Dr. Compeer has a paper that was supported by SYECT that was just accepted at Nature Immunology documenting the effects of enforced Foxo1 nuclear localisation on immunological synapse formation. Constitutively active Foxo1 keeps T cells in a metabolically quiescent state even when they are forced to enter cell cell cycle and attempt differentiation. This leads to T cells in which the plasma membrane composition is deficient in cholesterol. These quiescent effector cells have a defect in generation of a cSMAC- the structure containing the synaptic ectosomes. Addition of cholesterol corrects the defect, confirming other recent work the synaptic ectosome formation requires cholesterol and may be modulated by targeted reduction of plasma membrane cholesterol in T cells."
The objectives of the project were to:
1) isolate synaptic ectosomes from human T cells and determine their molecular composition.

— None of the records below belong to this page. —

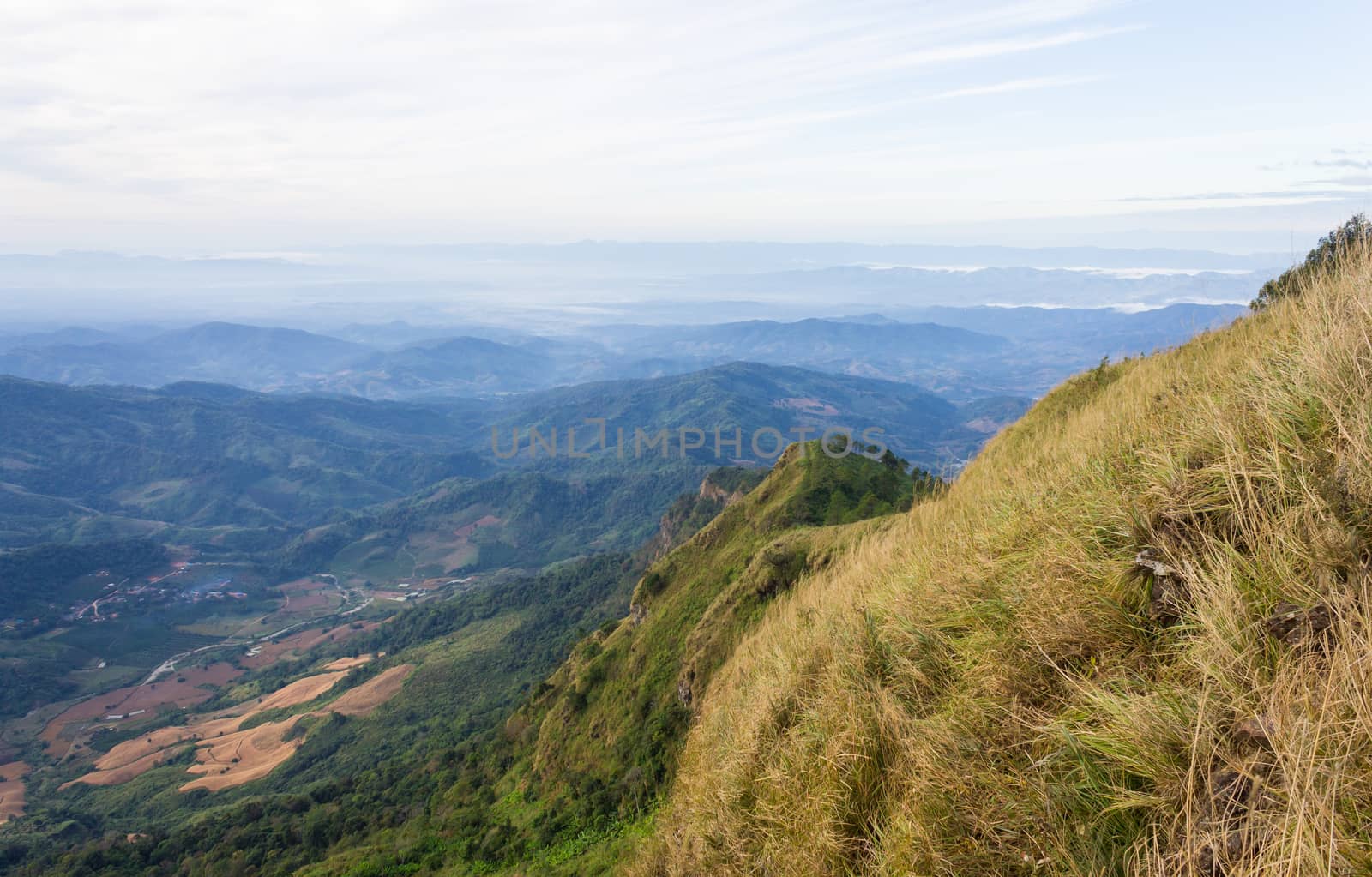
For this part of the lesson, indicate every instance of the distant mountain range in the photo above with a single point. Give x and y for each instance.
(249, 471)
(962, 351)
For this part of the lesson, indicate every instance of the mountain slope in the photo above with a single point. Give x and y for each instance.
(249, 356)
(1129, 640)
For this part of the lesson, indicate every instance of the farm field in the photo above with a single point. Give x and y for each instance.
(230, 754)
(11, 790)
(132, 703)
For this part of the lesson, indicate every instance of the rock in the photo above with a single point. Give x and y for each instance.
(1168, 592)
(1230, 795)
(1297, 625)
(1255, 732)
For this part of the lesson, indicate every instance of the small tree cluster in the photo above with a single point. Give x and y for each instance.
(1356, 232)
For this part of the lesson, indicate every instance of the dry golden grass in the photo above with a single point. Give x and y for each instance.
(978, 689)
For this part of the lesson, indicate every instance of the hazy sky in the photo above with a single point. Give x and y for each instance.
(159, 125)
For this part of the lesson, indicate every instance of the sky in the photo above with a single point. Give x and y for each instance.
(172, 127)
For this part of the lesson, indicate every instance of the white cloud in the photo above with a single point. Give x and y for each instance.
(302, 121)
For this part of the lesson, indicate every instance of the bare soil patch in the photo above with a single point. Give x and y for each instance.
(136, 701)
(11, 790)
(226, 754)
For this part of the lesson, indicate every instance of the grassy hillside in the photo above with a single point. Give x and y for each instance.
(1129, 640)
(576, 773)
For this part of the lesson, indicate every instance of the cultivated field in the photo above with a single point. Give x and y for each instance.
(230, 754)
(11, 790)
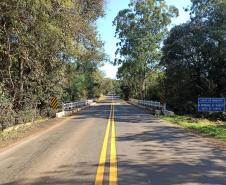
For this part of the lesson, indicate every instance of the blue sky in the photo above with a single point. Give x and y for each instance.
(107, 31)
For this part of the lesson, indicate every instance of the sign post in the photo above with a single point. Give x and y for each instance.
(54, 103)
(211, 104)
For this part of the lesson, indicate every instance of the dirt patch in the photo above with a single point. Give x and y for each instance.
(15, 134)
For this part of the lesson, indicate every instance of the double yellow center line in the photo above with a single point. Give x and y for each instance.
(113, 180)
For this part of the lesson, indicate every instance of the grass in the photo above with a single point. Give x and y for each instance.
(15, 133)
(215, 129)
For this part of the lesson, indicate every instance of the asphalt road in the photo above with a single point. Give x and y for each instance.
(144, 151)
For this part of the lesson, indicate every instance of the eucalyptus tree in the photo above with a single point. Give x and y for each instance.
(140, 30)
(194, 56)
(38, 41)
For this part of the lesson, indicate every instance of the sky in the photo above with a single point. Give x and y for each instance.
(107, 30)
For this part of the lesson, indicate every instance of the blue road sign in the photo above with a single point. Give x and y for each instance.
(211, 104)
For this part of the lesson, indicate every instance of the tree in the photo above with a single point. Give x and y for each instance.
(140, 29)
(194, 57)
(42, 45)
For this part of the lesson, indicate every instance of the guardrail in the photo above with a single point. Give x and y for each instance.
(76, 104)
(151, 104)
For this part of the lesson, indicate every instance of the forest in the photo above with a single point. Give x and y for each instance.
(180, 64)
(48, 49)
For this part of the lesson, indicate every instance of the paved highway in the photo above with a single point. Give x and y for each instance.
(114, 144)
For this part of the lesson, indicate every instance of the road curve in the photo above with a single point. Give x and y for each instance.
(149, 152)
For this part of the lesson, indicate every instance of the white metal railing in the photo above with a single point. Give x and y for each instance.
(151, 104)
(76, 104)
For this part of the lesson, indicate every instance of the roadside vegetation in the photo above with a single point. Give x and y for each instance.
(48, 48)
(209, 128)
(181, 64)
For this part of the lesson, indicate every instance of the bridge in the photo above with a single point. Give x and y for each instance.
(113, 142)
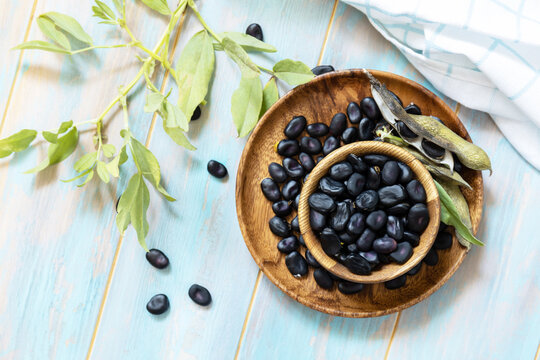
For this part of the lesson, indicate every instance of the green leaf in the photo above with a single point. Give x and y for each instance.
(178, 136)
(158, 5)
(194, 71)
(69, 25)
(270, 95)
(48, 29)
(41, 45)
(246, 104)
(247, 42)
(248, 68)
(293, 72)
(148, 166)
(17, 142)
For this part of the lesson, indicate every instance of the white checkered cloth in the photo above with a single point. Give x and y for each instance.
(484, 54)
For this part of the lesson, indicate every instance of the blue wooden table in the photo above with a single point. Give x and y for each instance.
(72, 287)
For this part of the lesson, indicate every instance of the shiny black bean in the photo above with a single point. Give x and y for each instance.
(418, 218)
(376, 220)
(392, 195)
(350, 135)
(365, 241)
(158, 304)
(277, 172)
(317, 220)
(367, 201)
(354, 113)
(402, 253)
(340, 217)
(330, 242)
(296, 264)
(355, 184)
(157, 258)
(200, 295)
(432, 149)
(317, 129)
(394, 228)
(310, 145)
(396, 283)
(290, 190)
(370, 109)
(270, 189)
(255, 30)
(288, 147)
(289, 244)
(295, 127)
(323, 279)
(216, 169)
(357, 264)
(293, 168)
(330, 144)
(340, 171)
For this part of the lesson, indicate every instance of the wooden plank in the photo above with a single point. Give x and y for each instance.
(58, 241)
(489, 309)
(200, 232)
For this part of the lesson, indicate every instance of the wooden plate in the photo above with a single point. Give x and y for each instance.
(318, 101)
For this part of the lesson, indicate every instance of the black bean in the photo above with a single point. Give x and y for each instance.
(306, 161)
(340, 217)
(311, 259)
(296, 264)
(418, 218)
(290, 190)
(157, 258)
(394, 228)
(293, 168)
(365, 241)
(365, 129)
(370, 109)
(317, 129)
(390, 173)
(158, 304)
(277, 172)
(289, 244)
(354, 113)
(317, 220)
(330, 144)
(376, 220)
(295, 127)
(367, 201)
(348, 288)
(281, 208)
(255, 30)
(330, 242)
(323, 279)
(200, 295)
(270, 189)
(288, 147)
(402, 253)
(357, 264)
(396, 283)
(443, 241)
(322, 69)
(355, 184)
(350, 135)
(216, 169)
(279, 226)
(310, 145)
(391, 195)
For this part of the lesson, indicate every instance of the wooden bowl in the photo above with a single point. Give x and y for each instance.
(319, 100)
(388, 271)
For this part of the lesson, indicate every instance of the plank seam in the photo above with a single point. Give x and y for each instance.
(19, 65)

Our initial proposal for a method to capture and isolate synaptic ectosomes was not successful, but we were able to work out an alternative approach based on use of plain glass beads and fluorescence based particle sorting, which can be carried out at a high speed. With this method, we have performed unbiased proteomics analysis of vesicles from human T cells and a candidate based analysis of antibody staining of the vesicles to determine their internal and surface composition. We have also used super-resolution microscopy to determine the composition of vesicles and the distributions of four proteins- the T cell antigen receptor, tetherin, CD40L and ICOS in relation to the vesicles. This has been done using 3-color storm, which is a state of the art methods that is superior to the correlative light and electron microscopy approach we applied in our initial description of synaptic ectosomes.
2) determine the functional impact of synaptic ectosomes on the antigen presenting cell.

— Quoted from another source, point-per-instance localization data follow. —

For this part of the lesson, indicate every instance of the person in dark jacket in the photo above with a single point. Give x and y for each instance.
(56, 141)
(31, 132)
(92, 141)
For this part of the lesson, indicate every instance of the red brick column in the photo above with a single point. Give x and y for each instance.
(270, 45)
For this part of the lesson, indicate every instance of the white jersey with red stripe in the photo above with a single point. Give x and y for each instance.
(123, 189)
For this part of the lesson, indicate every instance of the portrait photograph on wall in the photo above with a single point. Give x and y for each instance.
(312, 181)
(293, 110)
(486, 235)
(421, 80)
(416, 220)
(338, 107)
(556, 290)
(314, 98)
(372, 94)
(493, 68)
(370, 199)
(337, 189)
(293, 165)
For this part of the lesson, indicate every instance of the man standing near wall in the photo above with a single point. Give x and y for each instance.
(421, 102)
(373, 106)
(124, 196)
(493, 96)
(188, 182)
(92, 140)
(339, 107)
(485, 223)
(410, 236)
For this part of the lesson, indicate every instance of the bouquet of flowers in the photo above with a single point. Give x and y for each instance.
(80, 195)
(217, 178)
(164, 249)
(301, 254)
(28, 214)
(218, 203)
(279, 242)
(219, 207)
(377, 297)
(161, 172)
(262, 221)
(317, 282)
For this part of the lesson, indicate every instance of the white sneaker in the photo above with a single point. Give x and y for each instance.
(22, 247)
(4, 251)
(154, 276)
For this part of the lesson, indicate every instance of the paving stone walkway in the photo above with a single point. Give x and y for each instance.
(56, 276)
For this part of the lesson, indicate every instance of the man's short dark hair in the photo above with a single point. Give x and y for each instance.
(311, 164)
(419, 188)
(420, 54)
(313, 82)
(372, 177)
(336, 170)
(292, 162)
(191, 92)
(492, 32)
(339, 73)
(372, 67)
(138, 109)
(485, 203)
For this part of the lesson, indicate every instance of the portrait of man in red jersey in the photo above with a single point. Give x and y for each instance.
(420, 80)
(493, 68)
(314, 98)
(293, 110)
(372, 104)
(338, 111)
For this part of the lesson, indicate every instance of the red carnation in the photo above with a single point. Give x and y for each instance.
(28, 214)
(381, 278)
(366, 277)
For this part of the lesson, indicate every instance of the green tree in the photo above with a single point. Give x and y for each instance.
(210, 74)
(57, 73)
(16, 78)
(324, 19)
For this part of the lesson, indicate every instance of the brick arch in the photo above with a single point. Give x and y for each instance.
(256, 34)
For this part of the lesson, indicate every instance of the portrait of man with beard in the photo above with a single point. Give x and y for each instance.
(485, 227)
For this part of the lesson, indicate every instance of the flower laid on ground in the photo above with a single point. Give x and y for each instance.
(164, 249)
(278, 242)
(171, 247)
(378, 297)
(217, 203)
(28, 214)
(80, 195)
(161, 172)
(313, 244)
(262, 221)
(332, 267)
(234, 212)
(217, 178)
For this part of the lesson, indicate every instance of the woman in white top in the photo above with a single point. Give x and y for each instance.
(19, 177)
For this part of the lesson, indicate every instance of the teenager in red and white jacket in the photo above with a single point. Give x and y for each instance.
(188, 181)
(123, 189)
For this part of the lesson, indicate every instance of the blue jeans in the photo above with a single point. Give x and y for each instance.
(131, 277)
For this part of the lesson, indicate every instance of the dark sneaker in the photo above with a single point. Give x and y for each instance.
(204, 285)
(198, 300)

We have also started to evaluate the function of the vesicles isolated from single T cells by imaging the response of human dendritic cells. We have been able to verify potent dendritic cell activation that is dependent upon CD40L carried in the synaptic ectosomes in the presence of CD40 in the eliciting bilayer.

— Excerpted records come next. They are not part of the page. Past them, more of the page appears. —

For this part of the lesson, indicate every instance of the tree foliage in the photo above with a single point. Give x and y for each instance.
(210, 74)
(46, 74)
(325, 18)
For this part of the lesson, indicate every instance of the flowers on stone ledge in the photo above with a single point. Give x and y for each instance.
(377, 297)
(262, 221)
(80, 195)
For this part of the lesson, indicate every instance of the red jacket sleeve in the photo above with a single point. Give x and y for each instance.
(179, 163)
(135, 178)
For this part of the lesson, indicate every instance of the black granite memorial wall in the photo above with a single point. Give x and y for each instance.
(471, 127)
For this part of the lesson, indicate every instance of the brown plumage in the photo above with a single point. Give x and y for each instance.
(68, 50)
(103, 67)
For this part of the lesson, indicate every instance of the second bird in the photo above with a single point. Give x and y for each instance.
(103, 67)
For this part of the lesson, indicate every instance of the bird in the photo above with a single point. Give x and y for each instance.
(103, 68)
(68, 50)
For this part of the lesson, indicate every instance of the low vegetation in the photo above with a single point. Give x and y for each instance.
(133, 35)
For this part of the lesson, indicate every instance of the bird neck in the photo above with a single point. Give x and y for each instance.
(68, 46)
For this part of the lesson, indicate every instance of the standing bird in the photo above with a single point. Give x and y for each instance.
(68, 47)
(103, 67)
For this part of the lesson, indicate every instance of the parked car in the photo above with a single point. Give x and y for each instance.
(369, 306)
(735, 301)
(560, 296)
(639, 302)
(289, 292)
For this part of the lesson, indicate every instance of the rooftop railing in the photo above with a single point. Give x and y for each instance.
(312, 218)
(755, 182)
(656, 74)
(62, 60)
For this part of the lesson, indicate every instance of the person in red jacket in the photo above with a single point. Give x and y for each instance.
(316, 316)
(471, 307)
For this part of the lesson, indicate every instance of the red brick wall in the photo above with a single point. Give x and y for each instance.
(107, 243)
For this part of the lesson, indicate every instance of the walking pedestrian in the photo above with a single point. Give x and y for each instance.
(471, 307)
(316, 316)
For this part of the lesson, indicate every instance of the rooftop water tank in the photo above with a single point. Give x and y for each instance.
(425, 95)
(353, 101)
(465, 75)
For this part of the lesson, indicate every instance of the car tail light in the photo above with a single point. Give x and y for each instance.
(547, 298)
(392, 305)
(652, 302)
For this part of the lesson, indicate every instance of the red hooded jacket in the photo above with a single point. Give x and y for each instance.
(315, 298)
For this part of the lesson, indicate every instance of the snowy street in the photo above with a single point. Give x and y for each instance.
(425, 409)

3) use gene targeting to control the process in vivo to understand its role in T function of helper, cytotoxic and regulatory T cells.
We have obtained and backcrossed TSG101 conditional knockout mice onto the B6 background and will be ready to start in vivo experiments soon.
The demonstration that CD40L is in synaptic ectosomes has immediate implications for vaccine design. There was already a notion in the field that CD40L, which exists in nature at a trimer, was insufficient for some functions and various artificial ways to increases its valence results in higher activity. Our results suggest that CD40L resides on vesicles with TCR that are transferred to B cells in the germinal center. Thus, the natural form of CD40L may have an even higher valence than various synthetic constructs with up to 12 CD40L monomers per unit.
The method that we are currently using allows us to capture vesicles that are otherwise normally directly consumed by antigen presenting cells. Thus, its an intercepted message that allows us to spy on the communication between T cells and B cells. This mode of communication was not previously appreciated and our ability to eavesdrop on this process will give us a new tool in developing new biomimetic therapies.